Carmiña
La muchacha que todavía viste de faldas, amanece cada 16 de julio con tanto júbilo interior como si fuera su cumpleaños, toma con sus manos un pedazo de la Virgen para moverse en procesión hasta la iglesia, subiendo la colina, elevando su espíritu al sonido de las gaitas, bordeando los praus que ya fueron empacados en balagares, mirando un montón de verde por golpe de tambor; sinceramente piensa que Arboleya debe ser el Jardín del Edén.
Tranquila, escucha la misa cantada, toma la hostia, participa de la subasta de panes, se devuelve a casa ungida y feliz, como si el tocado blanco del traje fuera ahora refulgente.

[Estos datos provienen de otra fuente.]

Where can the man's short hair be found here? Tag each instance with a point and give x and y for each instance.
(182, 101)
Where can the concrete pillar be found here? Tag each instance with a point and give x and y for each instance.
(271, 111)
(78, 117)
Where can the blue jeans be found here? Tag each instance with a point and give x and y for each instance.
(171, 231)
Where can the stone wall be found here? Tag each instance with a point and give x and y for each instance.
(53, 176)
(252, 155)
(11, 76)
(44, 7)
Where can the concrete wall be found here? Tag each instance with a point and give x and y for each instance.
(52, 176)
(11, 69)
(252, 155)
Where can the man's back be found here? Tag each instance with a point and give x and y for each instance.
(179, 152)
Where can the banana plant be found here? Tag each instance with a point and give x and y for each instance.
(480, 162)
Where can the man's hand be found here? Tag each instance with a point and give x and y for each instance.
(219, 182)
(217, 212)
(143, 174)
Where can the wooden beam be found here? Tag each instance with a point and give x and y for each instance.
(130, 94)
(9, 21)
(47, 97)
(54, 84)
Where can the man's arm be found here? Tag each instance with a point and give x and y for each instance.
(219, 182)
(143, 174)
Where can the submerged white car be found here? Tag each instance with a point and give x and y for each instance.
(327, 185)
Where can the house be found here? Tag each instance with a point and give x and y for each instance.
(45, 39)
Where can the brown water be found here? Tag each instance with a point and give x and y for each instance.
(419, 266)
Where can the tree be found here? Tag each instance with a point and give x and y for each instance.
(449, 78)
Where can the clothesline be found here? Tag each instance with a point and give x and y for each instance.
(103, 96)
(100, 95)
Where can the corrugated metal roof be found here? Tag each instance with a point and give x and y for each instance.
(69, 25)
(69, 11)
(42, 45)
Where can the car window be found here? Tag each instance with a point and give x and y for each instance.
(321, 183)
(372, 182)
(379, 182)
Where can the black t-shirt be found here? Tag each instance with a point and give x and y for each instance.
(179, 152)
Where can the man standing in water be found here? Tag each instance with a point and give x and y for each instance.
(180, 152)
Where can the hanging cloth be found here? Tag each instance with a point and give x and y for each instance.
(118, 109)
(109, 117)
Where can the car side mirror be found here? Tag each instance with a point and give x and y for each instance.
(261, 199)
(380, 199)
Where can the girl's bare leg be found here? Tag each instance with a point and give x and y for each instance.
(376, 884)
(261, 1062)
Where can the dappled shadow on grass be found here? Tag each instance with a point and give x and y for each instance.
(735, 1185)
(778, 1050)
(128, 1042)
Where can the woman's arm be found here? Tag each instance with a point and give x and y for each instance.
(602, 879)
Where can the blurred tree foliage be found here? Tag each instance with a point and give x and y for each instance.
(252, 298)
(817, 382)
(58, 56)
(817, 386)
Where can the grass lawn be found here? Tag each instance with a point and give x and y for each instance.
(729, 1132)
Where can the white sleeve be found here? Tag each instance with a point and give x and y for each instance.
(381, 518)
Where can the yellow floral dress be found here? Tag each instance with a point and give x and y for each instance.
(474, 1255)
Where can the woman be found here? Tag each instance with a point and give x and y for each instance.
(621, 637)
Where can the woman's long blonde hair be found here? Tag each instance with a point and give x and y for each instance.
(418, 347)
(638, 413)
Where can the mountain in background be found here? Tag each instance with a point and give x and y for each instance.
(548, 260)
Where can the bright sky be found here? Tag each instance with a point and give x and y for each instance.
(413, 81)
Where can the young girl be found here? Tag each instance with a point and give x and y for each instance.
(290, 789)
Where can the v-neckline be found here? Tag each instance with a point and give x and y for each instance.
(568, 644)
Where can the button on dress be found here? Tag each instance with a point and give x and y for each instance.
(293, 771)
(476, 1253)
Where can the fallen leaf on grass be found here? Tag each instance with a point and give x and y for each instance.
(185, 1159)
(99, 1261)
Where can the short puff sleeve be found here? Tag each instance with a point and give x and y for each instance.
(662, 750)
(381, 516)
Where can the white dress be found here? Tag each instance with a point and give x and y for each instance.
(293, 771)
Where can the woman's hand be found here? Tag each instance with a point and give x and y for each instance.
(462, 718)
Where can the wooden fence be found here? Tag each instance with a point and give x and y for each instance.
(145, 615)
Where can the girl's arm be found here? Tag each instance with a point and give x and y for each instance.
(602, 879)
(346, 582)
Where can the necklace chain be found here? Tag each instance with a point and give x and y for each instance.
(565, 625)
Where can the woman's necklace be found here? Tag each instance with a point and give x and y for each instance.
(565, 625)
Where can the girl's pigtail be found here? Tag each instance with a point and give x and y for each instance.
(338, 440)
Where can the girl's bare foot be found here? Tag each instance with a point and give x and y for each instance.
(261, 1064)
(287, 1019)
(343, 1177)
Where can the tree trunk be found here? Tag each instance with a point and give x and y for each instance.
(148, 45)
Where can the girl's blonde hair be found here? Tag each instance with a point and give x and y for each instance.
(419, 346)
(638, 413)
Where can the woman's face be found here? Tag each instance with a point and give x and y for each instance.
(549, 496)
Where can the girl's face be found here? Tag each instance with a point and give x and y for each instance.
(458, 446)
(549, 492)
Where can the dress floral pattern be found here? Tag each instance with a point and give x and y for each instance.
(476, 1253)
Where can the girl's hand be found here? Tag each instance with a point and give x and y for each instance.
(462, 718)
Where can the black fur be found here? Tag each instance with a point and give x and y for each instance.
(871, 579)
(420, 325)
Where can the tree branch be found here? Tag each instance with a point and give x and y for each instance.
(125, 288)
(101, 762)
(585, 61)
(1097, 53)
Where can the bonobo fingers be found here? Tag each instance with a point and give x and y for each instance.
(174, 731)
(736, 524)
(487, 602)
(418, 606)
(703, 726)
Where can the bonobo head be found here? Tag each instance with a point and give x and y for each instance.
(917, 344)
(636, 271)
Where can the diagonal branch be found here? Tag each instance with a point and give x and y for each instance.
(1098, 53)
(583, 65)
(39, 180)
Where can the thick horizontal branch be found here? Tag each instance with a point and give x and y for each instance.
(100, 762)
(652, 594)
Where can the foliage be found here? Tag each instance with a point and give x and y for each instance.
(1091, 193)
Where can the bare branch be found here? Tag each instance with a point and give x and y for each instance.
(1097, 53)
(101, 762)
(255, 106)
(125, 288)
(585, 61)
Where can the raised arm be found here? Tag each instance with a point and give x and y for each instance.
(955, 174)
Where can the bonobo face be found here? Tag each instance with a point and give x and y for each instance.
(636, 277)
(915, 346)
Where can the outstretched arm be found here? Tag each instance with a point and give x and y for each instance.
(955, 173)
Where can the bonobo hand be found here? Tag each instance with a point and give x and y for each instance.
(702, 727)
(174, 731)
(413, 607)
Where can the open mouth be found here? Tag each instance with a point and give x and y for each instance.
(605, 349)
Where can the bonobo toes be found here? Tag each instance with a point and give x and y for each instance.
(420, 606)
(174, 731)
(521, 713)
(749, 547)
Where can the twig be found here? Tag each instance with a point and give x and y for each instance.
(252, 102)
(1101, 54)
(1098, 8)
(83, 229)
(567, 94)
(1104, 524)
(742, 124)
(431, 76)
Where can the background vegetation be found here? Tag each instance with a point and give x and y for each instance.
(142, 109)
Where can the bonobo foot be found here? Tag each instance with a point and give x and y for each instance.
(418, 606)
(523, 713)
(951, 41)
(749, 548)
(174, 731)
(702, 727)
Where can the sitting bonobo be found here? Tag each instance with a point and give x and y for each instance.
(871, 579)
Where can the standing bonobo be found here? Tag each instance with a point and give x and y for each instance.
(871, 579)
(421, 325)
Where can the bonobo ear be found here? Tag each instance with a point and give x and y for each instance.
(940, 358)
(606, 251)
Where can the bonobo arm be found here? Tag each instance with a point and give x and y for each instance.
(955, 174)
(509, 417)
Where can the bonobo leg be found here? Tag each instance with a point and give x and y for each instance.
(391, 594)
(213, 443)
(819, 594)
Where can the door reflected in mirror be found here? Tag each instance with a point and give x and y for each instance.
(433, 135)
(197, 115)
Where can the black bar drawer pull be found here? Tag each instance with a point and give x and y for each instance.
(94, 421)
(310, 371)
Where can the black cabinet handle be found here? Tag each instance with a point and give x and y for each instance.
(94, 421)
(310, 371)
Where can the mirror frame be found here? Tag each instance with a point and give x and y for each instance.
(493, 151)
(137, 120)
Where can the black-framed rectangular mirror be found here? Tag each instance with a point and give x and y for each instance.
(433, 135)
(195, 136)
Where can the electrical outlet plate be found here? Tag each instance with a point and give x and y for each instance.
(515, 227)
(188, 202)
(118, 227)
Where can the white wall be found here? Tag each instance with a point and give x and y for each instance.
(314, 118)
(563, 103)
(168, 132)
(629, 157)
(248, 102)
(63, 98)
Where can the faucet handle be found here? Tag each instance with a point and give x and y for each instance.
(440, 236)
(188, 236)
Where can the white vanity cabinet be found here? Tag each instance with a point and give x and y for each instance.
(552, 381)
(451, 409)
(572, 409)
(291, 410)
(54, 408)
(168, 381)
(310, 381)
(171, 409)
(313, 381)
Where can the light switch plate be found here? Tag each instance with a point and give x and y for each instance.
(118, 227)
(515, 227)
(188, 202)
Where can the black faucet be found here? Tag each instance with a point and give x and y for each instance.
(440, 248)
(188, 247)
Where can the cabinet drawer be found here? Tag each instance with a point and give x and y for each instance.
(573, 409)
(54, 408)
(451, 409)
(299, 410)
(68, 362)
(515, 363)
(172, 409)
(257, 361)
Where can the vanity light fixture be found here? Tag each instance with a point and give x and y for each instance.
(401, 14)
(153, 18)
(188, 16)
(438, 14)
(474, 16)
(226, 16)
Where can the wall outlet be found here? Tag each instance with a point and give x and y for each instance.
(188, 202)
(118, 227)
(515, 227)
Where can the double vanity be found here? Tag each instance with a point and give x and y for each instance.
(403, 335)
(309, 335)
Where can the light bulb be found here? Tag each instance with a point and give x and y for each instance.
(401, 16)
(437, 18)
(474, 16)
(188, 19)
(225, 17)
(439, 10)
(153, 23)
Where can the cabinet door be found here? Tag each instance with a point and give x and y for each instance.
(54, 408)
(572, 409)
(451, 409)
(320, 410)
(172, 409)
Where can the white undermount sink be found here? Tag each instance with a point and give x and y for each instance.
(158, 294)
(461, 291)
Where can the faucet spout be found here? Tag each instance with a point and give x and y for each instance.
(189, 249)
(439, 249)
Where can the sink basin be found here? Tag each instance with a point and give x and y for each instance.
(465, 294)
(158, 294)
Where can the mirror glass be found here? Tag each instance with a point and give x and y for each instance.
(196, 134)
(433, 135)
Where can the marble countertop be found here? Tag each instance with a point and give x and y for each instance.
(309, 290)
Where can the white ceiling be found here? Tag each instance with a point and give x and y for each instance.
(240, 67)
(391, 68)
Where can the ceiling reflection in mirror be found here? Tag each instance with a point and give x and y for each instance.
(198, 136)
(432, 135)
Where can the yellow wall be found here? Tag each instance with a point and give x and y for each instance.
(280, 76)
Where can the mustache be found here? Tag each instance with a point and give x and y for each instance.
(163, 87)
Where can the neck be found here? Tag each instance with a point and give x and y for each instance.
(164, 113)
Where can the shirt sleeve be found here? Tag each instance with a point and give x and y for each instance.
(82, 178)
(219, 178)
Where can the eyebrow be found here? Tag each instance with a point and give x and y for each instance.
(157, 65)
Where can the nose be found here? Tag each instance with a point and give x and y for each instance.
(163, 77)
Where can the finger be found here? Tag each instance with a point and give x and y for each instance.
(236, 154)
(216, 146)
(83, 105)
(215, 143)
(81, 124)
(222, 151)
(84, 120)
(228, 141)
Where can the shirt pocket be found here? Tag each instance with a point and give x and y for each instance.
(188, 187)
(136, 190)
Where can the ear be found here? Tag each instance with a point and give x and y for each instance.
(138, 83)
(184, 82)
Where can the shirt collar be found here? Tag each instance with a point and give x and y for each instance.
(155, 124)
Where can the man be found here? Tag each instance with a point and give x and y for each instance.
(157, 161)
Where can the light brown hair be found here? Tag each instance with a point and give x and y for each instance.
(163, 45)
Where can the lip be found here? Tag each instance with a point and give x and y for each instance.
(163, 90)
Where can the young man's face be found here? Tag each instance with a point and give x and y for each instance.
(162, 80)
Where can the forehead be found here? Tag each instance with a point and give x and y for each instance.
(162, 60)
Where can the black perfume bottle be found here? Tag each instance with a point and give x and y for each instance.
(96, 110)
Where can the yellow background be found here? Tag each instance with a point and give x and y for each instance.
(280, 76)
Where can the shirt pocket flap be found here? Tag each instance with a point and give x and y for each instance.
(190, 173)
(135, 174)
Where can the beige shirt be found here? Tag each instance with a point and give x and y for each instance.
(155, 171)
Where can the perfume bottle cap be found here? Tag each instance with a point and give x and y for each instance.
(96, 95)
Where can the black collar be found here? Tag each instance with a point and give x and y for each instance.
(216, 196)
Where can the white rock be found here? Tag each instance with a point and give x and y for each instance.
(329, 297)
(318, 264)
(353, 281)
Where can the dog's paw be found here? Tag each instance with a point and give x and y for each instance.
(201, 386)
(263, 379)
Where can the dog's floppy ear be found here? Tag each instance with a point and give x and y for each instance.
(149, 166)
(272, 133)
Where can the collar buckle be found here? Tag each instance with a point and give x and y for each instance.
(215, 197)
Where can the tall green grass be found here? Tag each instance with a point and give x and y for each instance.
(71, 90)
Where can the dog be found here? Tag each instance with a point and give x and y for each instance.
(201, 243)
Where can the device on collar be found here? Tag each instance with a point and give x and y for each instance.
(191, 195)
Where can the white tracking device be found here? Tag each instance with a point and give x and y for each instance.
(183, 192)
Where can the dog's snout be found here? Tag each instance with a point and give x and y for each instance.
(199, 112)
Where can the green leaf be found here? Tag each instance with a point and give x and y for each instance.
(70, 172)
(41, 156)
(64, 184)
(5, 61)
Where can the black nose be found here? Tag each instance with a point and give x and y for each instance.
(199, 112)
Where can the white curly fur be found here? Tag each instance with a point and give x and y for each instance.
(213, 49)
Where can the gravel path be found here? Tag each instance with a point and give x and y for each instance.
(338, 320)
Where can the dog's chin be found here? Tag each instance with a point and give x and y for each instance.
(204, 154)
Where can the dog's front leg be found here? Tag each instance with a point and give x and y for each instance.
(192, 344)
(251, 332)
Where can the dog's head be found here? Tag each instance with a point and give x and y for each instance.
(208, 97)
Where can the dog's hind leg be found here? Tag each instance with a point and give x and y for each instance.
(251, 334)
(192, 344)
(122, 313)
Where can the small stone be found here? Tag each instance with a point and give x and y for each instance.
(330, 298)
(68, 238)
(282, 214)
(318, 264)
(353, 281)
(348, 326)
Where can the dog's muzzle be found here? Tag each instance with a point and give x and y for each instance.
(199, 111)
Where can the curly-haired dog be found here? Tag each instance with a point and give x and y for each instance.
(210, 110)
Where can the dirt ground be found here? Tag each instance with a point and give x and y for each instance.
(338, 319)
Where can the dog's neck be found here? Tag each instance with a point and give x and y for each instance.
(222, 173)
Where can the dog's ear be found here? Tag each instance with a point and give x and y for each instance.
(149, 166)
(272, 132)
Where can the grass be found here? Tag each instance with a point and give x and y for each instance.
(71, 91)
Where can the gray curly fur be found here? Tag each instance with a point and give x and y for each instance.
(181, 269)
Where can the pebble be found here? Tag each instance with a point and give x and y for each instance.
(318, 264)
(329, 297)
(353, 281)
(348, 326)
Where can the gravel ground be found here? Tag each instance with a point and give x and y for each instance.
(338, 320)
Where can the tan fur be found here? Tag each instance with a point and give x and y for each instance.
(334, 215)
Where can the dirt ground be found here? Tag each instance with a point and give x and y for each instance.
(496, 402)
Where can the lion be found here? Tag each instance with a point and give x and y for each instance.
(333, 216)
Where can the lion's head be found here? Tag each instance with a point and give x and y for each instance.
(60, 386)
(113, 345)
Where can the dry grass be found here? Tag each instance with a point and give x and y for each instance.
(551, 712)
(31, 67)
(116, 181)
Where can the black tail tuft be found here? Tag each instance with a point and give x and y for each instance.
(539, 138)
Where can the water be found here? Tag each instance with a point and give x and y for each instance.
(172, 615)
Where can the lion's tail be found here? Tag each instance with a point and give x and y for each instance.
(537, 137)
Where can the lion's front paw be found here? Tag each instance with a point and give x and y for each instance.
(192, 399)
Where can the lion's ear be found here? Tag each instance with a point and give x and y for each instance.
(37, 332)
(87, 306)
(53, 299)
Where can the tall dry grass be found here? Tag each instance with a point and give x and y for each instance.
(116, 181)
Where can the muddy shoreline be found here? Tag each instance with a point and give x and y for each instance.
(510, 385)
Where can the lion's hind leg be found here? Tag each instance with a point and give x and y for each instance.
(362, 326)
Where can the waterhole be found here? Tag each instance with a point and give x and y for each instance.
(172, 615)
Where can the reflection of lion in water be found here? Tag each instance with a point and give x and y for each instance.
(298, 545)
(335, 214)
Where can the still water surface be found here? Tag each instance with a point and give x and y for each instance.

Brinda arroz con leche estampando caramelo para irse a sentar en la cocina en pleno verano. Cuando un ñeño se acerca, se da cuenta que ningún tiempo ha pasado, que éstos, los nietos, son lo mismo que los hijos y recuerda el momento en que cada uno de sus cinco dejara los juguetes que les hizo Maximino apenas unas navidades atrás. Qué extraño es pensar en los que están en Santo Domingo, si nunca se han ido. Qué extraño el tiempo si hace poco conoció a Maximino, que le ayudó a tallar esta vida juntos en la casa paterna, cada mañana a su lado en la huerta, unas veces recogiendo manzanas para la sidra, otras ordeñando vaques, algunas veces sembrando patatas y fabes, a cada minuto tratando de que no fume y que deje la sal, dejándolo quedarse por horas afilando gubias y formones…y durante este gran viaje, Carmina felizmente canta, se da cuenta que no estuvo errada: “la vida se hace haciendo”. Y se despide mirando toda la descendencia que queda en Arboleya, Nava, Gijón, Oviedo, Madrid, Barcelona, Dominicana; pareciera que la geografía los dispersa pero juntos la bendicen por siempre. ¡Salud, abuelita, madre, esposa! Qué pacífica alegría saber en dónde te hallas.